I was speaking to a mother last week whose middle aged DS daughter is in one of these types of supported living flats. She has been there just over 6 months. She hates it and is frightened most of the time. The mother and the woman’s sister take it in turns to spend the night with her in the flat because that is when she is most anxious. Not surprisingly, but depressingly, one thing that happened in the first month was for the woman’s medication to be increased significantly. (Incidentally, another shocking figure that Chris has turned up is the cost of out patient psychiatric appointments for people with learning disabilities in 2012/13 was £28.7million. Nice earner there and very nice for BigPharma who will reap the rewards of those consultations). Back to the mother though – she told me that she keeps asking her daughter’s social worker, what was the point of her going to live in this flat? She had a better support package at home and certainly got out more and her anxiety was much much less.

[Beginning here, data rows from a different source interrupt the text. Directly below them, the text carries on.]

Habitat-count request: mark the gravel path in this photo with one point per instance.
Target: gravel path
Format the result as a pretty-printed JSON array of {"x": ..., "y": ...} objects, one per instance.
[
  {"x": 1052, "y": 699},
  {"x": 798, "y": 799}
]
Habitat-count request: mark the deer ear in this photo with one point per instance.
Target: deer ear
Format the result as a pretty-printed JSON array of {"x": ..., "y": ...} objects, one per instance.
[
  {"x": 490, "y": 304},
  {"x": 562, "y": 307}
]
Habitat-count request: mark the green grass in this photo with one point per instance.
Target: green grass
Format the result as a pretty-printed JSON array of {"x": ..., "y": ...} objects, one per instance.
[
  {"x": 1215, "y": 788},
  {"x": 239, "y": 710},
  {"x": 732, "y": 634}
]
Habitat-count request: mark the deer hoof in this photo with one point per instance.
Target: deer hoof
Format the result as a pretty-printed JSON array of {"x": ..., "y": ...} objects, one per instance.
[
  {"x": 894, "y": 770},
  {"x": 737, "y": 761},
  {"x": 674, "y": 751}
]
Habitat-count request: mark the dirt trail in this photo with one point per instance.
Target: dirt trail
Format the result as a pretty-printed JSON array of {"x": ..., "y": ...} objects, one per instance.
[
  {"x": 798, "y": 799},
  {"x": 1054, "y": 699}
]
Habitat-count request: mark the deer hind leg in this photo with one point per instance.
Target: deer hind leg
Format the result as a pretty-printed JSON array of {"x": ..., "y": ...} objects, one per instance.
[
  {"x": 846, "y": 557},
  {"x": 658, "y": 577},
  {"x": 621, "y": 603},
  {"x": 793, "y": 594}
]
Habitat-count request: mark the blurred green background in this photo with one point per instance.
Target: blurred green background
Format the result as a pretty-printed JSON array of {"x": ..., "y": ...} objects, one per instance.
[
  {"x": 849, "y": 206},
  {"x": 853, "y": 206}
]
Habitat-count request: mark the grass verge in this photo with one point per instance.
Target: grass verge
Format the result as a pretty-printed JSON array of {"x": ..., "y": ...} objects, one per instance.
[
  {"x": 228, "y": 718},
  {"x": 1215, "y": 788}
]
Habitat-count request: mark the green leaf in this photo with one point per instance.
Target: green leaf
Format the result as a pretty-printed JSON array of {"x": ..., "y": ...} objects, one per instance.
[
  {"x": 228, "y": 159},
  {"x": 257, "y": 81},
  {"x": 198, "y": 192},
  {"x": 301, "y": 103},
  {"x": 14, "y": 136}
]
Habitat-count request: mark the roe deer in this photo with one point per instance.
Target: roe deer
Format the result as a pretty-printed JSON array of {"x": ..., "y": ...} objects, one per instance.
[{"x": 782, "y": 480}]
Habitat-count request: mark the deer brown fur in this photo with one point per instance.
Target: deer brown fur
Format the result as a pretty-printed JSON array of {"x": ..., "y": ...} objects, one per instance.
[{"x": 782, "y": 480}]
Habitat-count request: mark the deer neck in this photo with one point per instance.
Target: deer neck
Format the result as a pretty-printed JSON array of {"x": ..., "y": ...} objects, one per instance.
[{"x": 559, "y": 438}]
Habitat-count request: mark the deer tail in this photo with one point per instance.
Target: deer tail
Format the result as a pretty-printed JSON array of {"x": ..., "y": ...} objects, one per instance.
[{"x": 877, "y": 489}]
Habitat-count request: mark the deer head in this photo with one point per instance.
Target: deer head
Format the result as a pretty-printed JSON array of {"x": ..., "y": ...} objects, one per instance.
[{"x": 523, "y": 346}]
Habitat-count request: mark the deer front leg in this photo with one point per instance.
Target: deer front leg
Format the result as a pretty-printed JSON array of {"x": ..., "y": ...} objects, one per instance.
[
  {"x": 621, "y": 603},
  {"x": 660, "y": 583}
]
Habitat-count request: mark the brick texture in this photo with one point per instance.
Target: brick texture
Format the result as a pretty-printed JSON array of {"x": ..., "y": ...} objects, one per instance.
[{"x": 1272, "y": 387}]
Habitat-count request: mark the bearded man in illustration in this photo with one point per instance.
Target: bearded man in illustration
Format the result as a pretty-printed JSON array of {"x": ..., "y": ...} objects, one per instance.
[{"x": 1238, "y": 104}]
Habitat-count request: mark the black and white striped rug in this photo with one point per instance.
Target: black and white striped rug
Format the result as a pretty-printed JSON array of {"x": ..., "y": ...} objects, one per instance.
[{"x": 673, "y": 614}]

It looks to me that the latest turd in an LA’s crown is to turn the idea of supported living into a residential home in all but name. It’s a warehouse. It’s not about living.
Anyway – the shout out. We need to know the cost of living in a supported living flat like I’ve mentioned above. perhaps there are people who are getting a full, appropriate level of support. if there is – that’s great but it would helpful if you could let #LBBill group know the costs. More significantly, if you have a family member or know someone who is living in supported living under the type of regime I’ve mentioned above, it is important that we have an idea of the costs of that sort of package. I don’t know – perhaps a support package like that isn’t legal, it sure isn’t ethical but anything goes these days. I suspect these figures will be the trickiest to ascertain but are fundamental when costing the #LBBill.
Your help would be very much appreciated. If you know someone in supported living, please feel free to forward this blog post on to them and ask for their help in bringing the figures involved into the public domain. Many thanks.